Polskie drogi

Woził ludzi łamiąc wszelkie przepisy. Stan samochodu budził grozę

27-letni kierowca, świadczący przejazdy osobowe za pomocą aplikacji, dopuścił się szeregu wykroczeń. Jak poinformowała wielkopolska policja – mężczyzna nie tylko przewoził pasażerów przekraczając prędkość, ale także stan jego samochodu budził duże wątpliwości.

Komenda Miejska Policji w Poznaniu udostępniła nagranie z przejazdu 27-letniego kierowcy, który wiózł pasażera, za nic mając przepisy ruchu drogowego i bezpieczeństwo innych. Co więcej - mężczyzna świadczył przejazdy odpłatnie, przy pomocy jednej z popularnych aplikacji.

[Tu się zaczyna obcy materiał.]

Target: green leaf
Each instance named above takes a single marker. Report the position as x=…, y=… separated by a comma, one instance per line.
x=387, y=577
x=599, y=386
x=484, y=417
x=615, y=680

Materiał wideo nie pozostawia złudzeń

Chociaż zdarzenie miało miejsce pod koniec lipca 2023 roku, dopiero teraz funkcjonariusze zdecydowali się opublikować nagranie. Widzimy na nim kierowcę Toyoty Prius, który znacząco przekracza dozwoloną prędkość.

Na rejestratorze policyjnym można dostrzec, że radiowóz goniący "taksówkarza" porusza się z szybkością przekraczającą 110 km/h. Mowa tu o drodze z ograniczeniem do 70 km/h. Gdyby tego było mało, kierowca hybrydowej Toyoty przejeżdża na czerwonym świetle, nawet nie zwalniając. 

Reklama

Stan samochodu także budził grozę

To jeszcze nie koniec przewinień przewoźnika. Po zatrzymaniu do kontroli szybko wyszło na jaw, że także stan samego samochodu pozostawia wiele do życzenia. Jak się okazało opony zamontowane w leciwym pojeździe nie były zmieniane przez ponad 16 lat. Tak wiekowe ogumienie nie zapewnia odpowiednich właściwości trakcyjnych i stanowi zagrożenie nie tylko dla kierowcy samochodu i jego pasażera, ale także dla innych uczestników ruchu.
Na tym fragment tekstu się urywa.